Kodachi e Mimi vengono così affidate ancora giovani ad una coppia di presunti parenti della madre, proprietari di un piccolo negozietto artigianale nella stessa Fukiage. Ma l‘accoglienza ricevuta non è delle migliori: la moglie Masami le tratta da sconosciute, quasi infastidita dalla loro presenza in casa.

La voglia di libertà, di cambiare aria, porta le sorelle alla decisione di trasferirsi lontane da casa, a Tokyo, prendendo in affitto un piccolo appartamento accanto all’università che iniziano a frequentare. Il loro unico desiderio è quello di rimanere unite, nonostante le condizioni in cui riversa la madre, che le trascinano in un loop infinito di tristezza e sensi di colpa. 

La vita trascorre tranquilla e questo per Mimi è una vera e propria benedizione, ma non può mai immaginare che l’uscita serale di una qualunque giornata autunnale sarà l’ultima volta in cui vedrà Kodachi.
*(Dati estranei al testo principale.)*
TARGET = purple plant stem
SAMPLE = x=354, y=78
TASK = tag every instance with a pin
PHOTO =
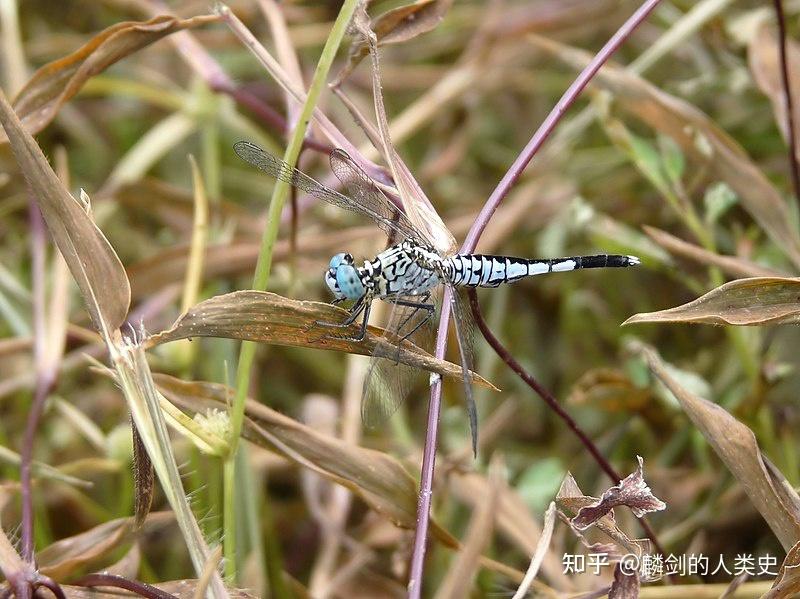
x=51, y=585
x=553, y=403
x=134, y=586
x=787, y=93
x=428, y=460
x=500, y=192
x=44, y=378
x=546, y=128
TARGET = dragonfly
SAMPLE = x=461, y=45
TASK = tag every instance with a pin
x=408, y=275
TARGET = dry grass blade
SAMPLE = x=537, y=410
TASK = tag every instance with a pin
x=460, y=576
x=90, y=549
x=570, y=499
x=699, y=137
x=143, y=478
x=56, y=82
x=540, y=553
x=738, y=267
x=398, y=25
x=514, y=521
x=178, y=589
x=744, y=302
x=417, y=206
x=91, y=259
x=737, y=447
x=269, y=318
x=632, y=492
x=787, y=583
x=379, y=479
x=762, y=55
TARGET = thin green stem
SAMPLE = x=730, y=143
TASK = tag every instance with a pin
x=261, y=278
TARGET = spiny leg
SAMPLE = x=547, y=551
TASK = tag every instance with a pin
x=362, y=331
x=354, y=312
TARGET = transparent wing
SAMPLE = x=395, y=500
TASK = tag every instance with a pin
x=375, y=205
x=465, y=332
x=363, y=190
x=389, y=381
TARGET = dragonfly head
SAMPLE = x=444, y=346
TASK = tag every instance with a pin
x=343, y=279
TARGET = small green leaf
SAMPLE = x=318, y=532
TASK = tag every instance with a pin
x=672, y=157
x=718, y=200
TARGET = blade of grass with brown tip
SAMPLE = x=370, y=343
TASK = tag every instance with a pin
x=460, y=576
x=91, y=259
x=56, y=82
x=744, y=302
x=736, y=446
x=270, y=318
x=380, y=480
x=738, y=267
x=397, y=25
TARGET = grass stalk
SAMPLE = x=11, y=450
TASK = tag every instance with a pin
x=264, y=264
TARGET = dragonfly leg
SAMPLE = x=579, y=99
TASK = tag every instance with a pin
x=420, y=305
x=362, y=331
x=357, y=308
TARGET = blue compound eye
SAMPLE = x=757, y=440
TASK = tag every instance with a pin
x=349, y=282
x=339, y=259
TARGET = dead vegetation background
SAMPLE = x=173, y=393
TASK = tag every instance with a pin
x=677, y=153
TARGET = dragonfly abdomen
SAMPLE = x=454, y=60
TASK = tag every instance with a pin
x=480, y=270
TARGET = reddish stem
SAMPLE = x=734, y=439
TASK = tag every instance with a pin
x=500, y=192
x=112, y=580
x=787, y=93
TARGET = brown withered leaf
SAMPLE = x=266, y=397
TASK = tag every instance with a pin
x=91, y=259
x=764, y=61
x=398, y=25
x=143, y=478
x=514, y=521
x=698, y=136
x=178, y=589
x=89, y=549
x=379, y=479
x=92, y=549
x=270, y=318
x=570, y=499
x=744, y=302
x=58, y=81
x=787, y=583
x=733, y=265
x=626, y=584
x=631, y=491
x=464, y=567
x=736, y=445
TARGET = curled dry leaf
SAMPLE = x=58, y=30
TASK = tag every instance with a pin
x=91, y=259
x=461, y=574
x=744, y=302
x=632, y=492
x=762, y=55
x=93, y=548
x=787, y=583
x=626, y=584
x=570, y=500
x=379, y=479
x=698, y=136
x=270, y=318
x=398, y=25
x=56, y=82
x=736, y=445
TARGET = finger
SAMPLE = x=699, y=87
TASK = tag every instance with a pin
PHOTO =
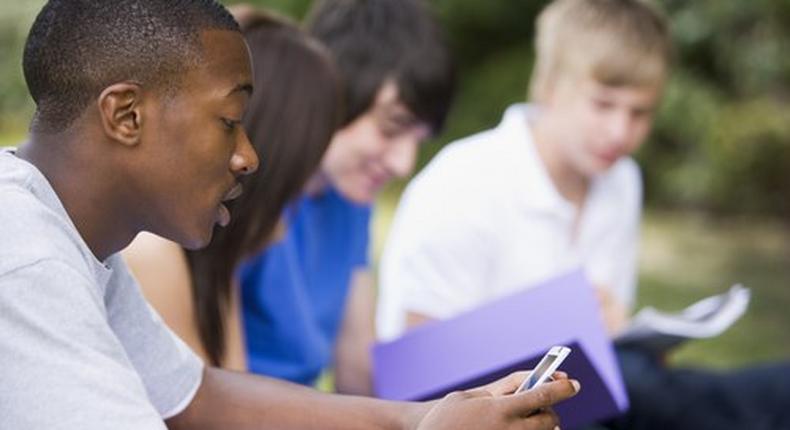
x=506, y=385
x=543, y=420
x=467, y=394
x=541, y=396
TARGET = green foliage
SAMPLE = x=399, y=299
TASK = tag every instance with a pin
x=15, y=104
x=722, y=138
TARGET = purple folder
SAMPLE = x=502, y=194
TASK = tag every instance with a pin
x=511, y=333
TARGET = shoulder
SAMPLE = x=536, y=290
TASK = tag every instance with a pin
x=621, y=188
x=160, y=266
x=467, y=172
x=32, y=232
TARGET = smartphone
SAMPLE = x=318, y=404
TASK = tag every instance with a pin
x=547, y=365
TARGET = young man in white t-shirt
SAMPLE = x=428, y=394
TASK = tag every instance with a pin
x=137, y=128
x=551, y=188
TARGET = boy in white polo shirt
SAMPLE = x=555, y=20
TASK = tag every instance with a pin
x=551, y=188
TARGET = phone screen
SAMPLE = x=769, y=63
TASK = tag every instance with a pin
x=542, y=367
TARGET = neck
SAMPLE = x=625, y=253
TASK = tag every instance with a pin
x=569, y=182
x=81, y=186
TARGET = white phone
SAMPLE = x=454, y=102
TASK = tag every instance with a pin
x=547, y=365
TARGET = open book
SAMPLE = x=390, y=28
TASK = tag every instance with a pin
x=658, y=331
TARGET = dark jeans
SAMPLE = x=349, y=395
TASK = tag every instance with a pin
x=754, y=398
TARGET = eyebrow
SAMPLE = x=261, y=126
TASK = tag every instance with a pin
x=244, y=88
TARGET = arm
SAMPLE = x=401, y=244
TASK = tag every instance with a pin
x=614, y=312
x=356, y=336
x=235, y=400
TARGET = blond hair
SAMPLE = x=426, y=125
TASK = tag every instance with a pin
x=615, y=42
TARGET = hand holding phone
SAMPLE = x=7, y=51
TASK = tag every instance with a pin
x=545, y=368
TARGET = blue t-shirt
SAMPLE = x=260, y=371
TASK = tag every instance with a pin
x=294, y=294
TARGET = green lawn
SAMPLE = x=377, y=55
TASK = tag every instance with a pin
x=686, y=257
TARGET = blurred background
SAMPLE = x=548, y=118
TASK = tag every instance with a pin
x=716, y=169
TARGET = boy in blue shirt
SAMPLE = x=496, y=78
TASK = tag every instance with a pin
x=308, y=301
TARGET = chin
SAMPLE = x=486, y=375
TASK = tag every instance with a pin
x=198, y=240
x=358, y=194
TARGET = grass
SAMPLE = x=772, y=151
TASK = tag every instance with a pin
x=688, y=256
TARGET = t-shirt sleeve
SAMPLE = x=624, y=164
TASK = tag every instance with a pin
x=360, y=226
x=61, y=365
x=437, y=255
x=169, y=369
x=615, y=262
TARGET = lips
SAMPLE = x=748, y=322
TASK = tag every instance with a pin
x=223, y=214
x=234, y=192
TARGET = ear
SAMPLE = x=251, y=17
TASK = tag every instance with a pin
x=120, y=110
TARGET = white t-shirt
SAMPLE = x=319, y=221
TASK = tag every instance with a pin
x=80, y=348
x=484, y=219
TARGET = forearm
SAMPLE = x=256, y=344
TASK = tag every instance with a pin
x=356, y=337
x=231, y=400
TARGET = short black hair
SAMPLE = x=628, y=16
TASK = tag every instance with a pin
x=376, y=40
x=76, y=48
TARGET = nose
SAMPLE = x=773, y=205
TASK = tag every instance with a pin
x=400, y=157
x=244, y=160
x=619, y=127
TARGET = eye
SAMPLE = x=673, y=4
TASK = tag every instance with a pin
x=230, y=124
x=603, y=104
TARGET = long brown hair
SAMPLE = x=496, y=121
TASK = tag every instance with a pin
x=292, y=114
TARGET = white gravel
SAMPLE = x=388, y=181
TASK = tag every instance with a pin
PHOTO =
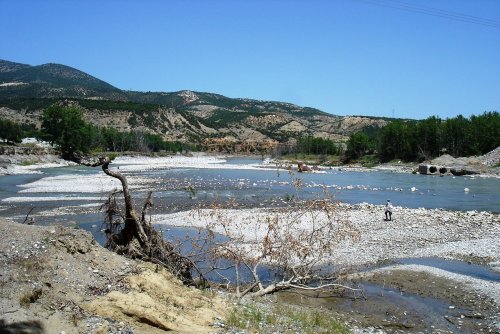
x=412, y=233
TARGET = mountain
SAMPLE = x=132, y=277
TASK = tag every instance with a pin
x=213, y=119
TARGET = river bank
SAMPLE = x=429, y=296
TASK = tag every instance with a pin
x=405, y=297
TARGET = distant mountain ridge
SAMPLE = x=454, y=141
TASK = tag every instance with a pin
x=186, y=115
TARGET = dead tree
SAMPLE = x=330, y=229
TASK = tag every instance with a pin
x=132, y=235
x=296, y=240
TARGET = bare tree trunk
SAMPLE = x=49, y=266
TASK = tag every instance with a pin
x=137, y=238
x=133, y=227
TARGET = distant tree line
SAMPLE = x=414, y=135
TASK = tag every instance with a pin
x=66, y=128
x=13, y=132
x=315, y=145
x=429, y=138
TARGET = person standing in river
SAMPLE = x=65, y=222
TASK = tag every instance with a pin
x=388, y=210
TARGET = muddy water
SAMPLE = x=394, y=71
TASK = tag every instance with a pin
x=387, y=302
x=397, y=302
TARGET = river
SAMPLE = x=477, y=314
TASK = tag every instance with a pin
x=242, y=179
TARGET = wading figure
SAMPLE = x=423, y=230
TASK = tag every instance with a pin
x=388, y=210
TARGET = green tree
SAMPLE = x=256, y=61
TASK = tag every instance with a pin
x=65, y=127
x=398, y=141
x=359, y=144
x=10, y=131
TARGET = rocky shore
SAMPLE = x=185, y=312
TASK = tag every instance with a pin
x=59, y=280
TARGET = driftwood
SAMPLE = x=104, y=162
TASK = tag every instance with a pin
x=135, y=237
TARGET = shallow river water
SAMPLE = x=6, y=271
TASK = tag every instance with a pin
x=74, y=194
x=179, y=188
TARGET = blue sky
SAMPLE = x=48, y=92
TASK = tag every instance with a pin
x=345, y=57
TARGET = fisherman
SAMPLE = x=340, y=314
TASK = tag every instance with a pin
x=388, y=210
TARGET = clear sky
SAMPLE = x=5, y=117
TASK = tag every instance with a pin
x=346, y=57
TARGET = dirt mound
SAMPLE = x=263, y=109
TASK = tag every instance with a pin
x=58, y=279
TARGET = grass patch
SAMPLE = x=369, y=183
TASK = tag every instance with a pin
x=283, y=319
x=369, y=160
x=29, y=162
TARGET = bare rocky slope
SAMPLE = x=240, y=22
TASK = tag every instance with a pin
x=186, y=116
Di lei rimane solo un biglietto che lo zio Kodama trova in casa, dopo aver passato la sera precedente in compagnia della moglie e della nipote. 

Kodachi sembra aver scoperto qualcosa sul coma della madre, ed è molto decisa a rivelarne la verità.

«Sapevo bene che non c’è niente che gli esseri umani temano quanto il riaffiorare di un desiderio cui avevano già rinunciato»

Un viaggio nell’io interiore tra realtà e immaginazione: lo stile unico di Yoshimoto

A differenza di quanto si possa pensare, la narrazione si apre già con la scomparsa della sorella di Mimi, che ci lascia così in sospeso su un filo sottile, in pieno limbo. Cosa sia successo prima lo scopriremo più avanti, in un ritmo incalzante di eventi che si susseguono su una linea temporale ideale. La lettura è scorrevole e molto leggera, con molti flashback che la protagonista rivive in prima persona, lasciandosi travolgere dal sapore amaro del passato.

I riferimenti al folklore giapponese ci portano direttamente nel Paese del Sol Levante, facendoci respirare i profumi avvolgenti dell’antica cultura tradizionale. Impossibile non proiettarsi accanto alla stessa Mimi, che ci tiene per mano durante tutto il suo cammino, fatto di curve pericolose e di salite senza fine: la rappresentazione della crescita personale a cui si fa fronte nel viaggio chiamato “vita”.

Con elementi magici e di fantasia, lo stile di scrittura è quello tipico di Banana Yoshimoto: il linguaggio semplice ma diretto, che ti scava dentro, che mette a nudo le tue debolezze e ti costringe a fare i conti con la realtà circostante. Ma è uno stile anche leggero, senza essere superficiale, in grado di trascinarti all’interno della trama e tenerti incollato per tutto il tempo alle pagine del libro. È un racconto intimo e personale, quasi liberatorio, accarezza l’anima e fa dubitare delle proprie sicurezze.

Narra di sofferenza, di rinascita, del terrore della perdita e dell’amore stesso, di sentimenti contrastanti: li posa davanti ai tuoi occhi come candide fotografie e li esprime con la delicatezza di chi non vuol fare rumore ma sembra volerti segnare dentro.

Per chi vuole intraprendere un viaggio introspettivo, alla ricerca di domande e di risposte, Le strane storie di Fukiage di Banana Yoshimoto è il biglietto di sola andata.